PORTLAND — Patricia Steffens said that when a major storm hit the area several years ago, she was urged to leave her Portland apartment. Steffens didn’t heed the warning, and a tree fell on the building.

Although she and her pets escaped injury, she decided not to take that risk again.

As Tropical Storm Irene moved into Maine, Steffens sought shelter at the Portland Exposition Building on Park Avenue with two of her cats and her dog, Sadie, in order to stay safe.

“I did not ignore (the warning) this time,” Steffens said Sunday. She said she wouldn’t be leaving the Expo for her Locust Street apartment until she was sure the worst had passed.

The city opened the doors of the Expo at 8 p.m. Saturday for residents to find shelter and basic necessities, including food, water, cots for sleeping and assistance from a registered nurse and city staff. About 25 people were staying or dropping in Sunday morning.

The Portland shelter was one of about 30 storm-related shelters operating in Maine on Sunday, including six in Cumberland County, said Amy Faulkingham, resource coordinator for 211 Maine.

Shelter populations were generally low, with most shelters in southern Maine reporting only a handful of occupants, said Jason Shedlock, regional spokesman for the American Red Cross of Maine.

Steffens said the Portland shelter staff “couldn’t be nicer.” The city helped her get food and cat litter for her animals as well as providing her a safe and dry place to ride out the heavy rain and winds.

Chris Farwell, an event coordinator who helped staff the shelter, said people were waiting at 7 p.m. Saturday for the Expo’s doors to open.

Depending on the storm, the shelter will stay open at least through early this morning, he said.
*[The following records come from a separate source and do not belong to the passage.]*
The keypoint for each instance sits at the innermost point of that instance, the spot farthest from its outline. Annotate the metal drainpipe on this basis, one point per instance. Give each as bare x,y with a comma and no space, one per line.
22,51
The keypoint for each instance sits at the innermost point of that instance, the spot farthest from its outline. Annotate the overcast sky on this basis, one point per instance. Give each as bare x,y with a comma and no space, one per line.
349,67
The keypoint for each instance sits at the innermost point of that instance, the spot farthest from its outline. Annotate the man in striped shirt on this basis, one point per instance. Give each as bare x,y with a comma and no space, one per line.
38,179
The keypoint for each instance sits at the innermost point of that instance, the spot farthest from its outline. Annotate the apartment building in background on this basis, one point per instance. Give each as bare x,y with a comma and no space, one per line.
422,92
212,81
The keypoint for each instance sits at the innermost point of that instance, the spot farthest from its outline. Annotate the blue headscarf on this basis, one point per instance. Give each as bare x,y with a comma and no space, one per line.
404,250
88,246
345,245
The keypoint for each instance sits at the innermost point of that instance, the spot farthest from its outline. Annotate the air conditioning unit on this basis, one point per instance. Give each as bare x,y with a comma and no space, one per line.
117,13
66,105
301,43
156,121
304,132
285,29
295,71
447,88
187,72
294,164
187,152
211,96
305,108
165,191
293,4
The Expo, more commonly used for sporting events, music concerts, and other large community gatherings, hosted card games, conversations and coffee and breakfast Sunday morning.

Tracy Brown of Portland said she arrived Saturday night and will stay until the weather clears.

“This is the place to be,” Brown said. “They went all-out.”

Mayor Nicholas Mavodones stopped at the shelter Sunday morning as he made the rounds of the city to check on conditions. He said there did not appear to be any serious problems, and he praised the efforts of city officials to prepare for the storm.

“It was a really good move to open the shelter,” Mavodones said.

He also said he hoped residents would check on the well-being of their neighbors as the storm passed through the city overnight.